There’s been the Veterans Health Administration scandal where collusions and cover-ups resulted in sick former soldiers being consigned to limbo lists; the disastrous roll-out of the health reform known as Obamacare; the many Internal Revenue Service scandals encompassing rogue investigations, malicious targeting and the destruction of emails. Finally, what was the tragedy of Ferguson, Missouri — where violent protests followed the shooting of an unarmed black man by a white policeman — if not an utter failure of leadership by local authorities.

It’s in the international arena, though, where US unleadership has had the greatest impact. The perception that the country is no longer interested or willing to enforce Pax Americana has encouraged the rats to come out of their holes. Vladimir Putin’s annexation of Crimea and the bloody rampage of Isis through Iraq happened largely because there was nobody around to stop them.

Many of the world’s trouble spots, including Syria, Egypt and Libya, are in their current states as a direct result of US disengagement. As the historian Robert Kagan recently declared in a much-discussed essay, Superpowers Don’t Get to Retire, peace requires power. Without America on hand to stabilise the weak and deter the mighty, a new world order is emerging that is brutal, chaotic and potentially life-threatening to millions.
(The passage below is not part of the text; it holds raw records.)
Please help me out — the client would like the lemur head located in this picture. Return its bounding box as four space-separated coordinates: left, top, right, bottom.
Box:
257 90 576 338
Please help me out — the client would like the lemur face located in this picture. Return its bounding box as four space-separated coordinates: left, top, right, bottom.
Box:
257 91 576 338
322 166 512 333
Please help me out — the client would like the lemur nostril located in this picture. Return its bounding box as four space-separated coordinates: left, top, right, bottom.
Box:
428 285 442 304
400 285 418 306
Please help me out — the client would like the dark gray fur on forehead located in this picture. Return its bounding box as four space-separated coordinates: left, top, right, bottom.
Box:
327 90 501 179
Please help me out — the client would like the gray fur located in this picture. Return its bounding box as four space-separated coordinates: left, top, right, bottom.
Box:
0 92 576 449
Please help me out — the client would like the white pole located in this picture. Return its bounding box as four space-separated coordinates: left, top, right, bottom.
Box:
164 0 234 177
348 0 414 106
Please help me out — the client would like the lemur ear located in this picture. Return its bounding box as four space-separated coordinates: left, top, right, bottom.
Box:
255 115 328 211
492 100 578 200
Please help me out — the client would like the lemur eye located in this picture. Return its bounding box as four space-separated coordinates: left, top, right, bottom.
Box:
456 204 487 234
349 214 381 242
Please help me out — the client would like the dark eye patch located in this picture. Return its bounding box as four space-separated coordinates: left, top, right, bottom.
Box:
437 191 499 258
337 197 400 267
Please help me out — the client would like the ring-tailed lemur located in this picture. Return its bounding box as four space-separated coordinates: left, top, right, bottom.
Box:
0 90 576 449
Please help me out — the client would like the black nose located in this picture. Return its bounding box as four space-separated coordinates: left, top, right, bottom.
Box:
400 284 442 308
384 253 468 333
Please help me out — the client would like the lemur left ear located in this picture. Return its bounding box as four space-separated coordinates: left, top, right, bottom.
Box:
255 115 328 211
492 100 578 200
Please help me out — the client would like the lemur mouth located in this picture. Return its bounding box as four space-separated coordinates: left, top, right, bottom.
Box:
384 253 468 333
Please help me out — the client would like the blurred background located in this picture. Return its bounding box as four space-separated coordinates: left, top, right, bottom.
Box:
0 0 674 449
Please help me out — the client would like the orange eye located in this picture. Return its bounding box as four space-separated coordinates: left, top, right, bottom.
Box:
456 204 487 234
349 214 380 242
What Americans think about these growing crises is not straightforward. Record numbers are telling pollsters that “the US should mind its own business” yet at the same time there is a widely shared belief that it would be a bad thing if another country had a more powerful army than America’s.

In other words, Americans like being in the No 1 spot, but they have also become cynical and disillusioned with their political institutions. Fewer and fewer believe the United States has any moral mandate to act beyond its borders.

Last week the president — to the surprise of many, not least myself — gave an address to the nation that contained a full and unambiguous declaration in favour of peace, power and US vigilance: “American leadership is the one constant in an uncertain world . . . The people of the world still look to us to lead. And we welcome that responsibility.”

The speech was not quite three minutes long; even so, the words lead and leadership were repeated seven times.

It was one of the most forceful speeches of Obama’s presidency. He made the case for leadership in general and US leadership in particular. Admittedly, he went on to give an interview to CBS in which he blamed everyone except himself for the administration’s initial failure to act more decisively against Isis. But even there he did not shy from some basic truths: “America leads. We are the indispensable nation . . . And when trouble comes up anywhere in the world, they don’t call Beijing. They don’t call Moscow. They call us. That’s the deal.”

Unleadership has become ingrained in the nation’s psyche, in no small part through Obama’s efforts. It is going to take more than a couple of speeches to convince Americans that leading from the front is not some patriarchal hangover but an essential element of democracy. Nevertheless, the president has made a start.